In “Penguin’s Surprise” our two villains, Penguin and Shreck meet to forge an unholy alliance. The cue features a twisted and yet comic rendering of Penguin’s Theme borne by a truly amazing array of instruments including glissandi harp, off pitch strings, contrabass, oboe, calliope and clarinet. The cue ends with a horn flourish as Penguin’s election headquarters are revealed.

“Bad, Bad Dog/Batman vs. Circus/Selina’s Shopping Spree” is a complex cue that features all three primary themes. The cue opens with bells and a dark and sinister presentation of the Penguin Theme that explodes with Elfman throwing everything in the mix but the kitchen sink! We hear muted trumpets, frenetic carnival percussion featuring wood blocks, low register piano runs, blaring horns, glissandi harp and crazed woodwinds. As the scene shifts to Catwoman raiding Shreck’s store, Elfman provides a robust expression of her feline prowess with energetic riffs of her theme accented with celeste and percussion. Soon Batman’s Theme is heard emoted by tuba and contrabass as he confronts the Penguin whose theme flows out from and replaces the Batman Theme. Yet another twist is added as a crescendo burst on snare drum and the Meow Motif herald the arrival of Catwoman as Shreck’s building explodes.

In “Cat Chase” we hear a confluence of the three primary themes as the principles engage in combat. We are treated to a torrent of feline strings, frenetic woodwinds and potent horn play as the Penguin escapes and Batman pursues Catwoman. With the departure of the Penguin, we hear an interplay between the Batman and Catwoman themes that culminates with a robust flourish by full orchestra as Catwoman escapes.

“The Plan/Kidnapping” is a most complex cue that features a queer seduction between Catwoman and the Penguin as she seeks to forge a most unholy alliance. The Meow Motif now expressed as chalk board screeching provides a truly repulsive and perverse foreplay as she attempts to seduce the Penguin. As this seductive tête-à-tête unfolds Catwoman’s Theme is heard with counters by distorted percussion.

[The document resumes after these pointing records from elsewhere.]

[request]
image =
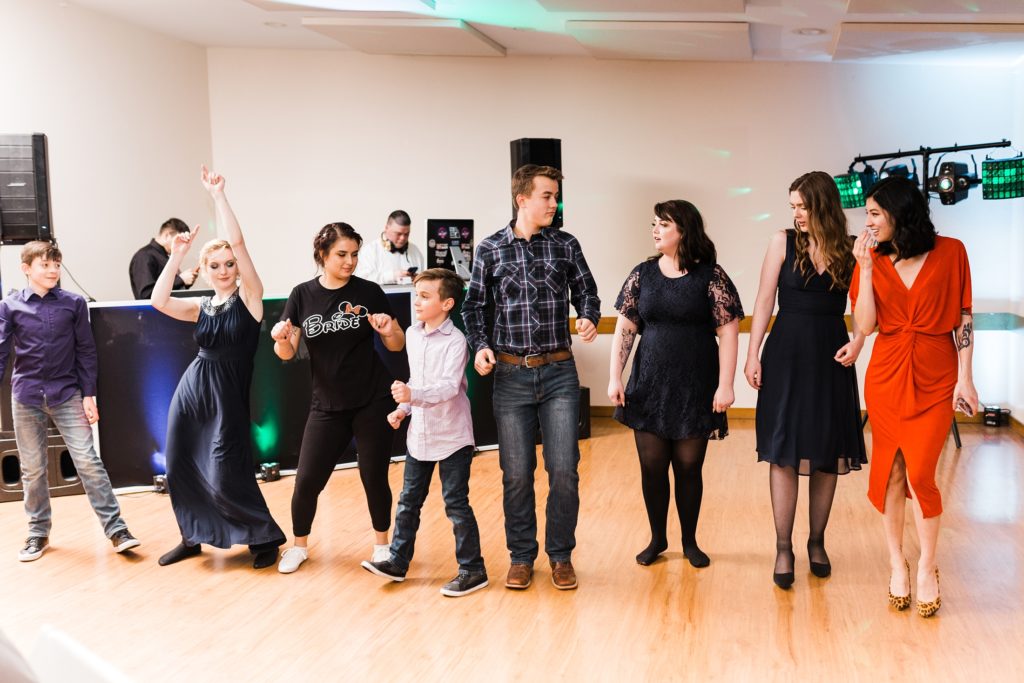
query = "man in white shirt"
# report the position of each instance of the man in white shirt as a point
(390, 258)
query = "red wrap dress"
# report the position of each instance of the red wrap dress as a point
(912, 373)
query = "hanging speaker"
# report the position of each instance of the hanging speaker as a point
(543, 152)
(25, 189)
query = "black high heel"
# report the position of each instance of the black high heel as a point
(819, 569)
(783, 579)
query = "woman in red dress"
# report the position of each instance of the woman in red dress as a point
(916, 287)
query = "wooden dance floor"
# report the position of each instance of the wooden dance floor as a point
(215, 619)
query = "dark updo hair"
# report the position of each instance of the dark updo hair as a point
(913, 232)
(694, 245)
(331, 233)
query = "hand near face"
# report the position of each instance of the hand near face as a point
(863, 249)
(400, 392)
(484, 361)
(586, 330)
(188, 276)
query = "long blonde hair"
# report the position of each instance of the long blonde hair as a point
(826, 225)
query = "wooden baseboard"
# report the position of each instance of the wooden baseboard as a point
(749, 413)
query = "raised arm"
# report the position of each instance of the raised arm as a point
(622, 345)
(252, 287)
(863, 306)
(181, 309)
(763, 306)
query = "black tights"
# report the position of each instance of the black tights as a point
(686, 458)
(783, 482)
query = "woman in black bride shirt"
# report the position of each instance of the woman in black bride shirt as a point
(338, 314)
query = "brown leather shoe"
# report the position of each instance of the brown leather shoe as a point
(520, 577)
(563, 575)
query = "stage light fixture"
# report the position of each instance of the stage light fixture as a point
(1003, 178)
(853, 185)
(899, 171)
(952, 182)
(269, 471)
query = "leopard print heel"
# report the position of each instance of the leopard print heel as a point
(927, 609)
(901, 602)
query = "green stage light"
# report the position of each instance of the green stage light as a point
(854, 185)
(1003, 178)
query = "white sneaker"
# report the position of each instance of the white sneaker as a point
(292, 558)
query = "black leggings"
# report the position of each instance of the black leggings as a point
(686, 458)
(326, 436)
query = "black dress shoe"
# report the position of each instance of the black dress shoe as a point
(783, 581)
(264, 559)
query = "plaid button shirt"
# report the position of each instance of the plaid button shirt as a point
(530, 285)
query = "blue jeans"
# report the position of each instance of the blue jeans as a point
(30, 431)
(455, 489)
(525, 398)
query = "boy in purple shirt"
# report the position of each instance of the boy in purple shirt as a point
(441, 431)
(54, 379)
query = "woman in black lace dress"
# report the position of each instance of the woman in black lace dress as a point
(686, 311)
(210, 471)
(808, 420)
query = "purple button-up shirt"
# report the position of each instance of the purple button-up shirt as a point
(54, 352)
(442, 421)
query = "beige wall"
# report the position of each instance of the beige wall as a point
(128, 122)
(307, 137)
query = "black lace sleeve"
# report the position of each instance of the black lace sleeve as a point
(724, 299)
(628, 301)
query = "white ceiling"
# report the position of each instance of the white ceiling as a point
(983, 32)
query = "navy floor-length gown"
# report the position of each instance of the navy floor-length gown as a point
(210, 467)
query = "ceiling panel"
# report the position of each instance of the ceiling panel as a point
(986, 42)
(935, 6)
(699, 41)
(682, 6)
(420, 37)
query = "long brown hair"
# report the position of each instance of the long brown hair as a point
(826, 225)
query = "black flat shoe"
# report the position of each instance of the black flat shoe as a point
(783, 581)
(265, 559)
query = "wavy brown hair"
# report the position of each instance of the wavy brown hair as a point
(826, 225)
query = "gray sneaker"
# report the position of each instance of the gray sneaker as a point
(465, 584)
(34, 547)
(123, 541)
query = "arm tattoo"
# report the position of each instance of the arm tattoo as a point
(966, 333)
(629, 336)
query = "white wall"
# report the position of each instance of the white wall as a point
(128, 122)
(308, 137)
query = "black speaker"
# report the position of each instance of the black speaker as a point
(25, 189)
(543, 152)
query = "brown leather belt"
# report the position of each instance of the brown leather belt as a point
(534, 359)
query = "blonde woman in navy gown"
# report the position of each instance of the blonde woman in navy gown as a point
(210, 469)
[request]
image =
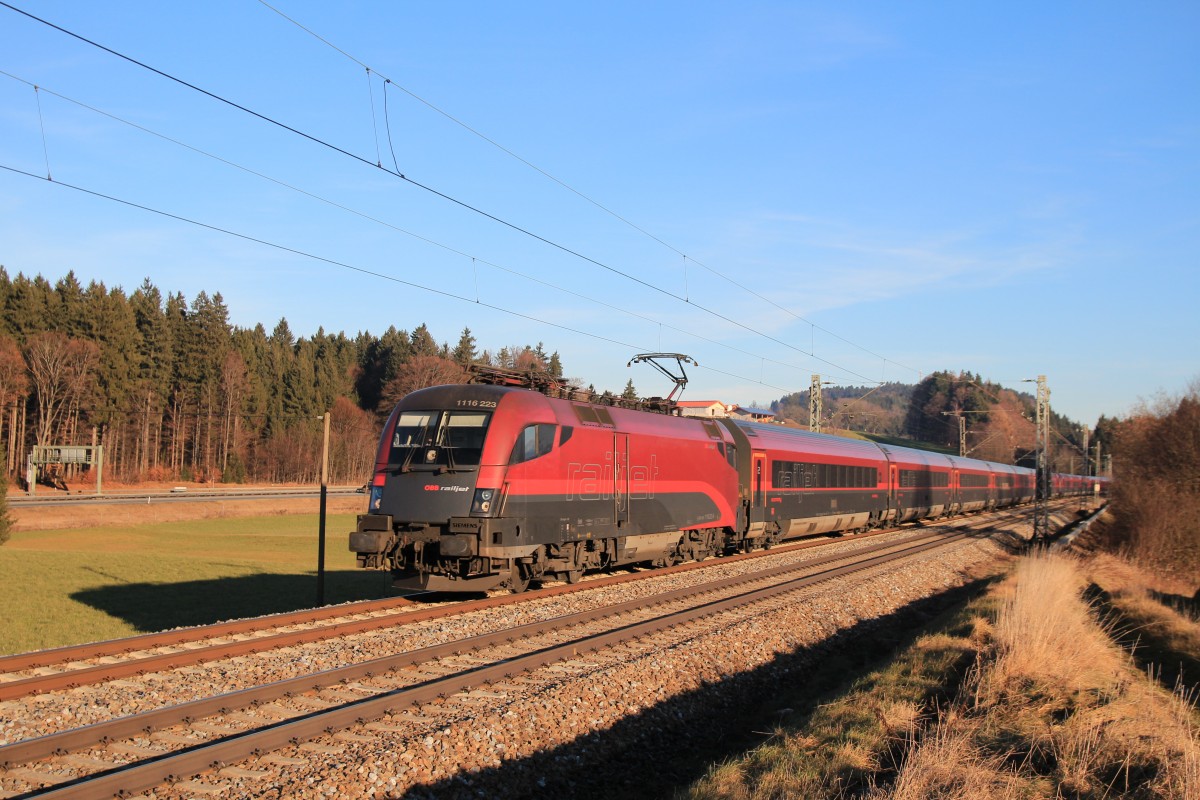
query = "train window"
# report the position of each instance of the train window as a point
(463, 433)
(533, 441)
(412, 429)
(594, 415)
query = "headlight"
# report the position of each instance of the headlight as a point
(483, 503)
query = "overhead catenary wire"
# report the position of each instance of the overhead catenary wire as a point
(433, 191)
(426, 240)
(582, 194)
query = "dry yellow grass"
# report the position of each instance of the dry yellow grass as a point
(1055, 710)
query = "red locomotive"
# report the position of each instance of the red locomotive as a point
(480, 485)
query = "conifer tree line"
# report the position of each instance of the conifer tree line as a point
(173, 391)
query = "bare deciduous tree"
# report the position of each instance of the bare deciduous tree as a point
(61, 371)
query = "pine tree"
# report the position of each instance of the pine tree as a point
(465, 352)
(5, 519)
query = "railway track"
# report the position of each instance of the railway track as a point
(61, 668)
(120, 757)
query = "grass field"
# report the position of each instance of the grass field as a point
(85, 584)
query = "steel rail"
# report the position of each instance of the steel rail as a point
(180, 764)
(136, 725)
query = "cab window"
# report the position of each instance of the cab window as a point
(533, 441)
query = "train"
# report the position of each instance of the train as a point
(477, 486)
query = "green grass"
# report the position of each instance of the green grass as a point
(72, 585)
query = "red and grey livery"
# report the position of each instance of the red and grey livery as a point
(480, 485)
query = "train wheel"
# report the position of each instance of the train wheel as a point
(519, 581)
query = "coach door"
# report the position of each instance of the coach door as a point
(894, 489)
(760, 467)
(621, 479)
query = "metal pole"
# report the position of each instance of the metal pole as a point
(815, 404)
(1041, 507)
(321, 531)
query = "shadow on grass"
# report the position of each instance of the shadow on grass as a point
(663, 750)
(159, 606)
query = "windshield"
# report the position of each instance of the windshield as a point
(443, 438)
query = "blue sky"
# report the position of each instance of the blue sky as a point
(865, 191)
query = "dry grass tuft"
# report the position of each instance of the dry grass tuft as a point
(1055, 710)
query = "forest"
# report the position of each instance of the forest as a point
(948, 409)
(174, 391)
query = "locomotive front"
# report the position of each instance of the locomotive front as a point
(437, 485)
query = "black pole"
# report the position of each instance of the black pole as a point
(321, 529)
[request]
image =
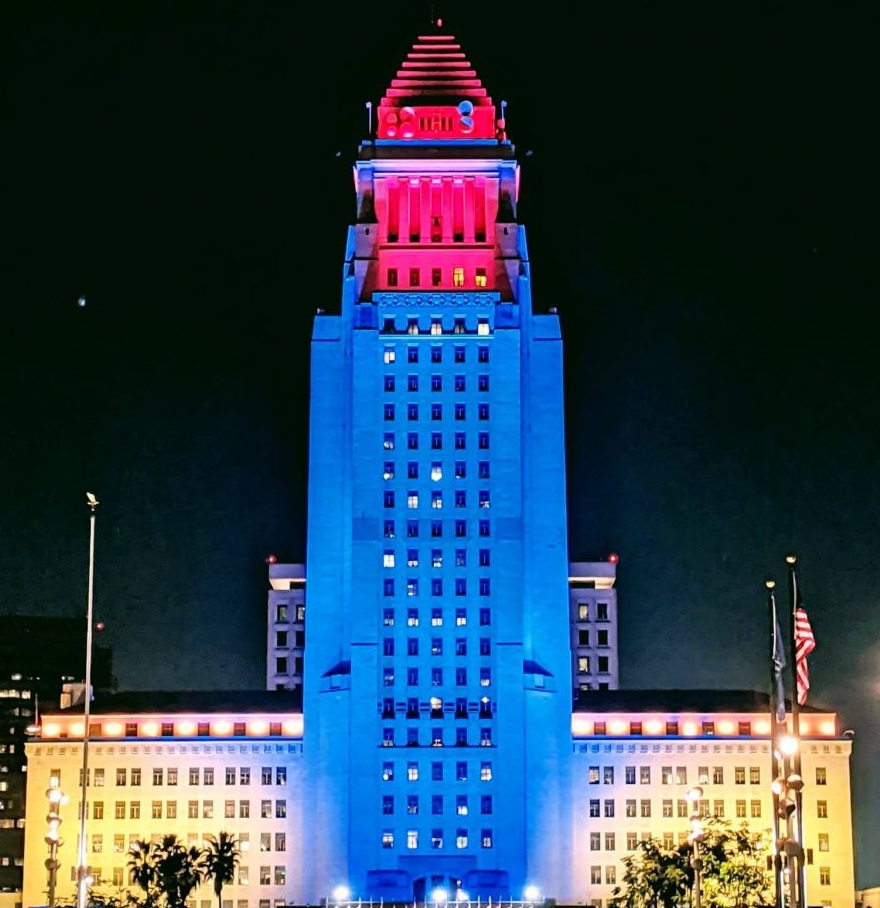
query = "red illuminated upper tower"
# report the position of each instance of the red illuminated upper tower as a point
(437, 689)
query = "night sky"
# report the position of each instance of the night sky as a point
(700, 193)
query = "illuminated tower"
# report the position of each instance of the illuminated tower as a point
(438, 660)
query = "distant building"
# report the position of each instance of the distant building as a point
(37, 656)
(442, 708)
(193, 764)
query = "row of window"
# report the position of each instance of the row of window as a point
(412, 677)
(602, 638)
(389, 558)
(677, 775)
(436, 646)
(194, 809)
(480, 279)
(603, 665)
(436, 737)
(681, 808)
(461, 839)
(283, 613)
(459, 351)
(459, 441)
(459, 411)
(268, 876)
(282, 638)
(413, 529)
(459, 470)
(161, 776)
(436, 618)
(484, 586)
(269, 841)
(437, 770)
(601, 609)
(410, 804)
(412, 708)
(459, 498)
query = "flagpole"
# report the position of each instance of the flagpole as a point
(777, 769)
(796, 731)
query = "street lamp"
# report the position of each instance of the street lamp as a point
(696, 836)
(82, 876)
(56, 797)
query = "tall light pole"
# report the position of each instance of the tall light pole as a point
(696, 836)
(82, 877)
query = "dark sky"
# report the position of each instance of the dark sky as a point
(700, 200)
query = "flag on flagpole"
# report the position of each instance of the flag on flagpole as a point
(805, 643)
(778, 656)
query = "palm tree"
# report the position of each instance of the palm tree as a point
(179, 870)
(142, 869)
(221, 861)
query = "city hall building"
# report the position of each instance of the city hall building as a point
(442, 709)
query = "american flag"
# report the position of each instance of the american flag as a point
(805, 643)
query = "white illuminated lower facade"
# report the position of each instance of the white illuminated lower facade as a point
(196, 772)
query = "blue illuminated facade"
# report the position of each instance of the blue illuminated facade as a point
(438, 659)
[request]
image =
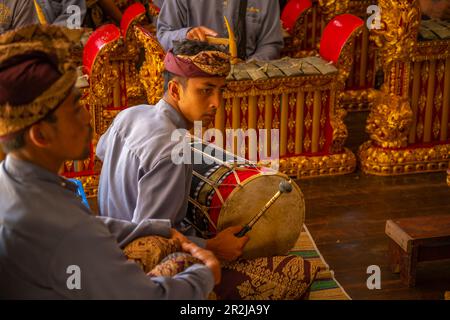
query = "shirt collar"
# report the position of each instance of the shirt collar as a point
(21, 170)
(177, 119)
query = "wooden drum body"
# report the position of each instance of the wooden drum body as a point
(224, 194)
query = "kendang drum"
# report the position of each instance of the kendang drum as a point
(228, 191)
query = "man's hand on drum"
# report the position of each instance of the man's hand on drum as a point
(176, 235)
(226, 246)
(200, 33)
(206, 256)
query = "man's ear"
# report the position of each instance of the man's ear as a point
(174, 90)
(39, 136)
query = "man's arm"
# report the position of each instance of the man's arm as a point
(162, 194)
(90, 253)
(125, 231)
(62, 15)
(270, 40)
(172, 23)
(24, 14)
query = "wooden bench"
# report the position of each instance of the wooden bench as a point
(413, 240)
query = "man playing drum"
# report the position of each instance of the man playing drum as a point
(139, 180)
(51, 246)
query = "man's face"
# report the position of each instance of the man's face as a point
(71, 135)
(200, 98)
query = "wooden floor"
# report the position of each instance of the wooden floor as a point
(346, 216)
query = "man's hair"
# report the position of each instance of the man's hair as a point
(189, 48)
(16, 141)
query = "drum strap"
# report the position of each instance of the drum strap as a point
(211, 183)
(202, 209)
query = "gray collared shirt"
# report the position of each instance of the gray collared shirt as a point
(264, 36)
(139, 180)
(45, 230)
(16, 13)
(61, 12)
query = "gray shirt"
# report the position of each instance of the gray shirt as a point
(264, 36)
(139, 181)
(16, 13)
(59, 12)
(45, 229)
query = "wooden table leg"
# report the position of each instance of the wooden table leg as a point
(408, 267)
(395, 256)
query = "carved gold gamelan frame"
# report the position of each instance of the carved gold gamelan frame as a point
(358, 94)
(409, 122)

As they at last agree to forge common cause against their mutual enemy, we hear both themes achieve an evil synergy with Catwoman’s Theme carried in flute, vibraphone and flautando strings played against Penguin’s theme which provides a dark counterpoint.

In “Sore Spots/Batman’s Closet” harp and tremulous strings emote an alluring attraction between Bruce and Selina, a twist from the antagonism of their alter ego’s of Batman and Catwoman. The tête-à-tête of the Batman Theme and Catwoman Theme searches for a resolution and yet at the moment when Catwoman proffers a kiss, Batman’s theme reasserts itself as he deflects her offer. As the two disengage to reprise yet again the guise of their alter egos, we are treated to militaristic rendering of the Batman Theme played against a robust expression of the Meow Motif. The cue concludes with a powerful assertion of the Batman Theme as he parks and secures the renowned Batmobile.

“Roof Top Encounters” is a most complex and amazing cue. As Batman and Catwoman battle for the Ice Princess, Elfman provides a minimalist approach using exotic percussion and piano. After a scene change interlude of xylophone and tuba, we ascend to the roof where Penguin joins the fray. At the 0:20 mark a cymbal crash ushers in the Batman Theme as our hero arrives. After an interlude of minimalist tremolo strings and the Meow Motif a diversion by Penguin causes the Ice Princess to fall to her certain death. The falling scene is furiously scored with an amazing torrent of bizarre percussion effects, twisted horns and frenetic high register woodwinds. As Penguin releases more flocks of swarming bats, pipe organ and dark choir chant a sinister statement of the Penguin Theme. As Batman also falls we here a reprise of the falling scene motif that gives way to an extended rendering of the Meow Motif with harp accents as Catwoman pounces on and examines a comatose Batman. The strings twist as she indulges in a kiss and then sinks a claw into his chest for good measure to awaken him. This leads us to a potent interplay of the Batman and Catwoman Themes with wordless choir accompaniment. As Batman glides off the roof to freedom dark organ with percussion plays as Catwoman and Penguin at last stand together. We next hear a dark and unholy duet of the Penguin Theme by low register harp with screeching Meow Motif fragments as he attempts to seduce her. But she rejects his advance only to be kidnapped as Penguin helicopter umbrella lifts them off the roof. Again we here xylophone runs, torrents of percussion, wordless female voices, tuba and chattering woodwinds that end as Catwoman escapes and falls to a traumatic landing.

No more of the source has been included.